That is a lot to handle, so they collaborate with other labs to balance out the workload. Collaborators look to the Angelovici lab’s vast knowledge of amino acids and their amino acid analysis for help with their own research.

“Different scientists on campus and off are interested to incorporate the analysis of amino acids in their research, and this opened a lot of collaborations with Angelovici’s lab which provides that service,” Bagaza said. “We’re the lab you should look at if you want to do some amino acid analysis.”

For Yobi, seeing the lab gain more collaborations and recognition has been exciting.

“A lot of people, not just from our university here, but from other universities, are coming and collaborating with us on this and it’s very rewarding to know that what you’re doing is very interesting to other people, not just to you personally,” Yobi said.

Yobi and Bagaza hope that these collaborations lead to more discoveries on how to regulate essential amino acids to improve crops.

“I am from a place [Rwanda] where nutrition is a problem,” Bagaza said. “Not only my place where people can face both malnutrition and undernutrition, but other places of the world might face one or both of these issues.
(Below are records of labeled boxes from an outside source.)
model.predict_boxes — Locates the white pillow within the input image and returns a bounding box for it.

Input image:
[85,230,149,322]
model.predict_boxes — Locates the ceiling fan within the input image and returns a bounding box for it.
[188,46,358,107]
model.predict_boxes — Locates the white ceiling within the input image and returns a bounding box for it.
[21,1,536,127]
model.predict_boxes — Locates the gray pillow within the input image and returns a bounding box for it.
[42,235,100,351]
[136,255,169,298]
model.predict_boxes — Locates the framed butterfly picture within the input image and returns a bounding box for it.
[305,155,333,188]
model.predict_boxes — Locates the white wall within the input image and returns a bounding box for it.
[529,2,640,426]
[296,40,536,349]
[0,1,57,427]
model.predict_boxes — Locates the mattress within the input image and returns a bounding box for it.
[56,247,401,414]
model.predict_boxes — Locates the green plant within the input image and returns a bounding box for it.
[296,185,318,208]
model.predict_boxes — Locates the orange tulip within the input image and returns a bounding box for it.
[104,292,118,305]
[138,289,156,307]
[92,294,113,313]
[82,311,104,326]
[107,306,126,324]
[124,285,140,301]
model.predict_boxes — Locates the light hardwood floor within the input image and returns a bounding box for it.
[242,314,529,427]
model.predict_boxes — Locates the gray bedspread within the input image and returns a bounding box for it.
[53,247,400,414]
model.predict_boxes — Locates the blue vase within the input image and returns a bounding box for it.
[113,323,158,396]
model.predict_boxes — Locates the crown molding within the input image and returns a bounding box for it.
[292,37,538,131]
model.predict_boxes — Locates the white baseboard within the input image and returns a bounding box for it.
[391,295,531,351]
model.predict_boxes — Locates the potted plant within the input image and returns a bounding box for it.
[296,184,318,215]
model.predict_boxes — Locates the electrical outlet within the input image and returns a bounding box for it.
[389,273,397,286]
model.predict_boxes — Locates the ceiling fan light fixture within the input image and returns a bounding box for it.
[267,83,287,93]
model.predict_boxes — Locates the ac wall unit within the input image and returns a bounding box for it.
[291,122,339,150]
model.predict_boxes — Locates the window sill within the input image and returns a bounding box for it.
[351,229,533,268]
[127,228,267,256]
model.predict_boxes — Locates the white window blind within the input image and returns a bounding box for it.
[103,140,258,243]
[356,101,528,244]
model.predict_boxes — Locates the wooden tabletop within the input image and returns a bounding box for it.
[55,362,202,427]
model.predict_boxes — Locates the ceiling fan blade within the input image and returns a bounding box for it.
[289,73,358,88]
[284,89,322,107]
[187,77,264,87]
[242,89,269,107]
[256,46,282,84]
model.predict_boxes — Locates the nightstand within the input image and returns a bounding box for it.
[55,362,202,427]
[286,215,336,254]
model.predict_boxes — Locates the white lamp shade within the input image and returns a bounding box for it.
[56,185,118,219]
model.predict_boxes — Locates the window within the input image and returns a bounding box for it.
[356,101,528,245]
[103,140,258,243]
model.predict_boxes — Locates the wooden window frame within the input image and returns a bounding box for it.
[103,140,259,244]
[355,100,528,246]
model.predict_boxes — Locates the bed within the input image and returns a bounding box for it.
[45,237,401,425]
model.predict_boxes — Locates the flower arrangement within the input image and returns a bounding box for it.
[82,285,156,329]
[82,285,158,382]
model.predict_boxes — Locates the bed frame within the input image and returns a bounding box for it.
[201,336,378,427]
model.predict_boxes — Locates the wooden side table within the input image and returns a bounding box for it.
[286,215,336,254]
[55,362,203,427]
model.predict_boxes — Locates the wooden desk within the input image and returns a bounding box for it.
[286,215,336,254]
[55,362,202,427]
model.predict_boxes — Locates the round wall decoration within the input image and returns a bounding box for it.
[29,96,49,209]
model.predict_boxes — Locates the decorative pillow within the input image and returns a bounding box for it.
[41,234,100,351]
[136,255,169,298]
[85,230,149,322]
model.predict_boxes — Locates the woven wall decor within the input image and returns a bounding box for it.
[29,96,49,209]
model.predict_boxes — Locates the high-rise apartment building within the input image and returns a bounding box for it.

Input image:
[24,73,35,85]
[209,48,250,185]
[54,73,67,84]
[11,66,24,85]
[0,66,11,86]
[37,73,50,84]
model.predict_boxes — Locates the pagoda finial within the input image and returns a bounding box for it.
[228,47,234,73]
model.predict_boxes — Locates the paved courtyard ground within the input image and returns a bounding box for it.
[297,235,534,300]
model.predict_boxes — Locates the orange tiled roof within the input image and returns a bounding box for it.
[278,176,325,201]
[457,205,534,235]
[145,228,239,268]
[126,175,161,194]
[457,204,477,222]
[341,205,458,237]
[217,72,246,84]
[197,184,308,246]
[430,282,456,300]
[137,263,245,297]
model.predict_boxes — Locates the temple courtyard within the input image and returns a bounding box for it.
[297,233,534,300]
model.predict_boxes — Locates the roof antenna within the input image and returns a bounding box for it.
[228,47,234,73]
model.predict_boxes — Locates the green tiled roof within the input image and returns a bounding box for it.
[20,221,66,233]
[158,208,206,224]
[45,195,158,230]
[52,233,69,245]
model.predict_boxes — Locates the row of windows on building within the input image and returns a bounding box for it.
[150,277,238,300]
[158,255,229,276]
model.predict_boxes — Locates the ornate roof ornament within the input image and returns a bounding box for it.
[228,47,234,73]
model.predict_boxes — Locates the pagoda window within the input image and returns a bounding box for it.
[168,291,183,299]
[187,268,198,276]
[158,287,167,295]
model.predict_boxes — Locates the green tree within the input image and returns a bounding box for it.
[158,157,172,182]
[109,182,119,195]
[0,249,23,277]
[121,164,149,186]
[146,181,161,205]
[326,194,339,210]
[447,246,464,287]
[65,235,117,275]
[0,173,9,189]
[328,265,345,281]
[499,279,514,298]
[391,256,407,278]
Having enough on the table doesn’t mean you’re eating heatlhy, we should also think about the content of what we are eating.”

While they have worked on this research for years, Yobi and Bagaza are confident they will continue to find answers to improve the nutrition of others.

“We have a lot of publications, we have a good number of collaborators, and things are moving very well so far,” Yobi said. “We are looking forward to being able to do good things for the good of humanity.”